In August, after three months without developments, Bourgeon reappeared for an interview with local newspaper La Montagne, which has followed the case particularly closely since the beginning.

The mother, knowing her daughter was dead, and having arranged for her burial in a forest, actually complained about how frustrating it was to not have any clues as to her whereabouts.

“Three months have already passed and still no good news,” she said. “We’re still waiting for a solid lead. It’s very hard, but I have to keep fighting.”

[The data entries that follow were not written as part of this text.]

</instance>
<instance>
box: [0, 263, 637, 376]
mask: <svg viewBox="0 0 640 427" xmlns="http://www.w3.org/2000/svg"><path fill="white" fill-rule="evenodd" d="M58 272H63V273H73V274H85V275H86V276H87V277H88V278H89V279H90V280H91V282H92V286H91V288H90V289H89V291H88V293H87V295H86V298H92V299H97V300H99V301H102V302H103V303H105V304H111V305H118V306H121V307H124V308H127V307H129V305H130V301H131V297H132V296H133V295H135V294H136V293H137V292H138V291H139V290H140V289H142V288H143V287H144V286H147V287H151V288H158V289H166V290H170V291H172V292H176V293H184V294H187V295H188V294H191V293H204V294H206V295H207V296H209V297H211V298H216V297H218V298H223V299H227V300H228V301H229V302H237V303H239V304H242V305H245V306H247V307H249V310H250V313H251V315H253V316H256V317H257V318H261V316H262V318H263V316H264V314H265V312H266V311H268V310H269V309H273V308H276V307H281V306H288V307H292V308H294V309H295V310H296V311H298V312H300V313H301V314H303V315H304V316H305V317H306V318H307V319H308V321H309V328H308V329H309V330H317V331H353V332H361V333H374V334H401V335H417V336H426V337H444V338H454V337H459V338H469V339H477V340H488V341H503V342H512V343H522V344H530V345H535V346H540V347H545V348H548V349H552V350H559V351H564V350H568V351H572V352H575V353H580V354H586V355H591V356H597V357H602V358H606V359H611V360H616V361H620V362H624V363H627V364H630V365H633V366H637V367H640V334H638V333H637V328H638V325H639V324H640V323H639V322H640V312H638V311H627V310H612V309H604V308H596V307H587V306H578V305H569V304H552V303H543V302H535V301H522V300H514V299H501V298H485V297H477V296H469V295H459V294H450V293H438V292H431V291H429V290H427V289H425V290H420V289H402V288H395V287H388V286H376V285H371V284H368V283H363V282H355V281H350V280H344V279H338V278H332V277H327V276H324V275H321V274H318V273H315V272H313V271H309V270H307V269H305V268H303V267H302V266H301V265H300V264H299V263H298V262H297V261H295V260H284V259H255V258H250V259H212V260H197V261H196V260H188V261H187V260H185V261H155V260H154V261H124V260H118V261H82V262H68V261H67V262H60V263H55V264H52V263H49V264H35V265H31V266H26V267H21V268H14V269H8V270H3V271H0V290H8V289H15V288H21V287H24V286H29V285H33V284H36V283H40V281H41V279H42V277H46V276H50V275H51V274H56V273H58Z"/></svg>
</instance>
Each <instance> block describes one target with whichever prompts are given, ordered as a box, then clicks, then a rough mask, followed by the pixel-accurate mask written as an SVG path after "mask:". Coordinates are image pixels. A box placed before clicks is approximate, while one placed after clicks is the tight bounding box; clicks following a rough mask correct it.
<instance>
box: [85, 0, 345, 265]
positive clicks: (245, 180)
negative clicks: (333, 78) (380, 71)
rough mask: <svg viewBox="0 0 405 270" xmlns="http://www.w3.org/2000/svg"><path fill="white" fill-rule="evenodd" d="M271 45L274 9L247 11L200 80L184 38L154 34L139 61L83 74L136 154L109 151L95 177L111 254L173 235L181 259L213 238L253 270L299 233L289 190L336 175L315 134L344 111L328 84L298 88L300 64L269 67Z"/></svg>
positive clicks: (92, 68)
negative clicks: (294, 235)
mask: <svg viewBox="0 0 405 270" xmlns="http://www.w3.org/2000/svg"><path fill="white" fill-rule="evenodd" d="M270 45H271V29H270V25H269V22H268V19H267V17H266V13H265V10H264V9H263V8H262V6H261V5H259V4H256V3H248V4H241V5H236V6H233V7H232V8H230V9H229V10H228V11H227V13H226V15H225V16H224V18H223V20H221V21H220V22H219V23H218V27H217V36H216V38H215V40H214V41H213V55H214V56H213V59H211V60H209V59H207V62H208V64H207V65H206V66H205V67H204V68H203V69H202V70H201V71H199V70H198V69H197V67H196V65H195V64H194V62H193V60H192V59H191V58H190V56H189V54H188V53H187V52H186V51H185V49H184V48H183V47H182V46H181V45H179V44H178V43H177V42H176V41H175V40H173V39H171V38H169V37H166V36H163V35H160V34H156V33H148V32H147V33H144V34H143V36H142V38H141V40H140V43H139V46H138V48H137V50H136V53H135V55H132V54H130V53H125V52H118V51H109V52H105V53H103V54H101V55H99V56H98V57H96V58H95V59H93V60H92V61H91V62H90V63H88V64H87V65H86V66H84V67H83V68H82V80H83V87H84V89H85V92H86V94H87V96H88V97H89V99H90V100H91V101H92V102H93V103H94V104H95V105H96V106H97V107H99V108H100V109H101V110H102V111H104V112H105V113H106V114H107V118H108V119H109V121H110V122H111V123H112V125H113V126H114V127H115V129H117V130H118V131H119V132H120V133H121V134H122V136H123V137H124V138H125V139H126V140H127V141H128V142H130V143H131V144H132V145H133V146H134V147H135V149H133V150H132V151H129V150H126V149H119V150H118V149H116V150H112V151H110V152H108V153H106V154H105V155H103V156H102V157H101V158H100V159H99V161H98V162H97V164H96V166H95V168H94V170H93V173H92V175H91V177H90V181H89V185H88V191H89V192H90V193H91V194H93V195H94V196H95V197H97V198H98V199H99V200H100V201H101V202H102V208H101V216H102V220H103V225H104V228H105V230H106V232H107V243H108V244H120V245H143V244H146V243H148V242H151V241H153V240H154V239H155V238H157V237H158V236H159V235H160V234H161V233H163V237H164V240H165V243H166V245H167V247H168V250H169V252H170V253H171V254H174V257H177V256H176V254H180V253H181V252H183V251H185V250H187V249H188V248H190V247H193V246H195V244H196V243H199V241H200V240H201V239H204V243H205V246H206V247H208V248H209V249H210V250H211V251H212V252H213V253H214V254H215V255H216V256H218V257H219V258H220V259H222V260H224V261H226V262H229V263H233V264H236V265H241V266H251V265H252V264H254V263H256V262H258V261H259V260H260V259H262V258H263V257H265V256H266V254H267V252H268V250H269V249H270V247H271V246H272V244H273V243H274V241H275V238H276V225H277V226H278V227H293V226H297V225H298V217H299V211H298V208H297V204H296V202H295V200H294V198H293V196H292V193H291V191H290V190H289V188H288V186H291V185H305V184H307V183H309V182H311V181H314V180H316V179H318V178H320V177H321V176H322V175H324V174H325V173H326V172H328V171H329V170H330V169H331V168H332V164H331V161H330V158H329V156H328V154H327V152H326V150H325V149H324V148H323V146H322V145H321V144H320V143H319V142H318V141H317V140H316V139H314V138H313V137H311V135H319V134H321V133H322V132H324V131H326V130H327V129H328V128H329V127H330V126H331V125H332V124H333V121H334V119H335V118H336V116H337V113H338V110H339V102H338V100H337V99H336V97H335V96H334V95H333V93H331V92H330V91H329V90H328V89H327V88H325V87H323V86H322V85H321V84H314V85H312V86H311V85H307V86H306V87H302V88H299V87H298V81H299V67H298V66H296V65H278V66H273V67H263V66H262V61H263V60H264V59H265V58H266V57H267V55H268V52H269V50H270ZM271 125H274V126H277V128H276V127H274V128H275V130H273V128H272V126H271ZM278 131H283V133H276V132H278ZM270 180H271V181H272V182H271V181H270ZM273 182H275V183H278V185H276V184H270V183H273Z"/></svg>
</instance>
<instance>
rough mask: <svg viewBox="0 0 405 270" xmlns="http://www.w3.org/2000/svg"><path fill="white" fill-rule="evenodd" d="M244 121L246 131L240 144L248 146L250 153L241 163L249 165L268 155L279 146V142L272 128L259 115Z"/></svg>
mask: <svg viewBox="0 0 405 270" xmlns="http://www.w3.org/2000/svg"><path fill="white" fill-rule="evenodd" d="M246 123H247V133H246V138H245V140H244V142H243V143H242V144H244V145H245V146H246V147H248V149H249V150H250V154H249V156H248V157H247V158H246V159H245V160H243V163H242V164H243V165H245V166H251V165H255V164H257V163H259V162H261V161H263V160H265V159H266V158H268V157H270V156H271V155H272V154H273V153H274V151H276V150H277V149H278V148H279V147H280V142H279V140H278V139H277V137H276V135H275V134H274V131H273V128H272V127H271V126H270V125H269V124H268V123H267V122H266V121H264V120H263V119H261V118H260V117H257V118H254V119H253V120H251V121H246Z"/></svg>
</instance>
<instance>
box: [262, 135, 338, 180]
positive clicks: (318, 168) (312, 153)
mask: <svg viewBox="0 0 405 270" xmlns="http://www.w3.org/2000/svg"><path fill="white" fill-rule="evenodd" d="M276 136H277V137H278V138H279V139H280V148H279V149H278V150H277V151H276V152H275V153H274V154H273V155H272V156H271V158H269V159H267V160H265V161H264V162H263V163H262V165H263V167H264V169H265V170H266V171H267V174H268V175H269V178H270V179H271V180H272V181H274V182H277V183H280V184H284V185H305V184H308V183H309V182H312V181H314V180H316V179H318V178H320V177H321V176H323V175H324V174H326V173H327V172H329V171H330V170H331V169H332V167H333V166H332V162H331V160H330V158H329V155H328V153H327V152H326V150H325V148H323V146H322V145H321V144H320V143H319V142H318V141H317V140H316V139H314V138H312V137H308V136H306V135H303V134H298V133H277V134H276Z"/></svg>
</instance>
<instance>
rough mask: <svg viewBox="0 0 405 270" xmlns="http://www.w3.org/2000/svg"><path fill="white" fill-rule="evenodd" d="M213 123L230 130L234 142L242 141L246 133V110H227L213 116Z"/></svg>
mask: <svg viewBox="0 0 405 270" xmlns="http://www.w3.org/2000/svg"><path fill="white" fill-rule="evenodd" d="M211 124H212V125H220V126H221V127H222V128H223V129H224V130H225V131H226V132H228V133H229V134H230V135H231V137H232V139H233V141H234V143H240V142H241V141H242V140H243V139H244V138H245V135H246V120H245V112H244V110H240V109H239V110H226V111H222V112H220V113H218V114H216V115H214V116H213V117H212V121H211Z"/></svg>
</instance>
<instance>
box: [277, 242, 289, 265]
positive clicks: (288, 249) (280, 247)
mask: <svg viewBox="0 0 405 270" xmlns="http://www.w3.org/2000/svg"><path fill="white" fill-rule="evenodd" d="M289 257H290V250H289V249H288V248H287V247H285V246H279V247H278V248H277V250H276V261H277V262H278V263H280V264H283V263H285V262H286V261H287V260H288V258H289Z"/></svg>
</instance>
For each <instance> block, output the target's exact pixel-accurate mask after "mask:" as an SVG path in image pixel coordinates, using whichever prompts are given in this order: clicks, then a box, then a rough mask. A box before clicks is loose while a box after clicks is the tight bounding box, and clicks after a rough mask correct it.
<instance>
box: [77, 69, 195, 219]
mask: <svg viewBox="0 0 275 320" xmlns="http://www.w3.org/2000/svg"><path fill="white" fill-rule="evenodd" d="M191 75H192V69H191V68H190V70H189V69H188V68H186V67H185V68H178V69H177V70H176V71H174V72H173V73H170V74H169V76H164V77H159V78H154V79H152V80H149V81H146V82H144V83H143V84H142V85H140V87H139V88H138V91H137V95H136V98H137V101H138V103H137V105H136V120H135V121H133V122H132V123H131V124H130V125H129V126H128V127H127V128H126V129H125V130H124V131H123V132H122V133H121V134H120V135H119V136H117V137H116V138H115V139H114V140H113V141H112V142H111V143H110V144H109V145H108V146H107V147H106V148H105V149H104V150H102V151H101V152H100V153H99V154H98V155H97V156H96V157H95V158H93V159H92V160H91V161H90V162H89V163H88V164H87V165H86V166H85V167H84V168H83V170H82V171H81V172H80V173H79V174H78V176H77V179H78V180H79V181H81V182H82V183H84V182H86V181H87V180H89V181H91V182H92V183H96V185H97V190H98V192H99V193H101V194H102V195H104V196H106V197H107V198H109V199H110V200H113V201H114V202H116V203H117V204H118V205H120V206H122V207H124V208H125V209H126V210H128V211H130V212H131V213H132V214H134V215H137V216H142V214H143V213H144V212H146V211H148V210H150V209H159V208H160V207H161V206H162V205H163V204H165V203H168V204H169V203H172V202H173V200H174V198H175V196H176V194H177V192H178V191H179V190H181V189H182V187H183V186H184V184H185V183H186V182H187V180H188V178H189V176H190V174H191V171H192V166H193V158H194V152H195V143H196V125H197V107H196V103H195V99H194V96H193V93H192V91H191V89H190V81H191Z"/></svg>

“Where I’ve been disappointed is that there have been so many testimonies which have led nowhere. But if someone does have information, they must come forward.”


Hundreds of well-wishers and supporters took to the streets of Clermont-Ferrand to help speed the search for Fiona to a happy ending. Photo: Thierry Zoccolan/AFP

What happens now?

On Thursday evening, Bourgeon told investigators she would lead them to the spot where Fiona was buried, in a forest next to Lac d’Aydat near Clermont-Ferrand.

The search proved fruitless, however, and was soon suspended. Once more police have been left frustrated by Bourgeon and unable to bring the entire episode to a resolution.

The French public, meanwhile, have been left in disgust, trying to comprehend how Cécile Bourgeon and Berkane Maklouf did what they did.

Stéphane Pozzo, who started a Facebook group in support of Bourgeon’s search for Fiona, summed up the emotions of many in France on Thursday, speaking to Europe 1 radio.

“What they have done is despicable. It’s horrible, indefinable and inhuman.” 

The Local's French Face of the Week is a person in the news who – for good or ill – has revealed something interesting about the country. Being selected as French Face of the Week is not necessarily an endorsement.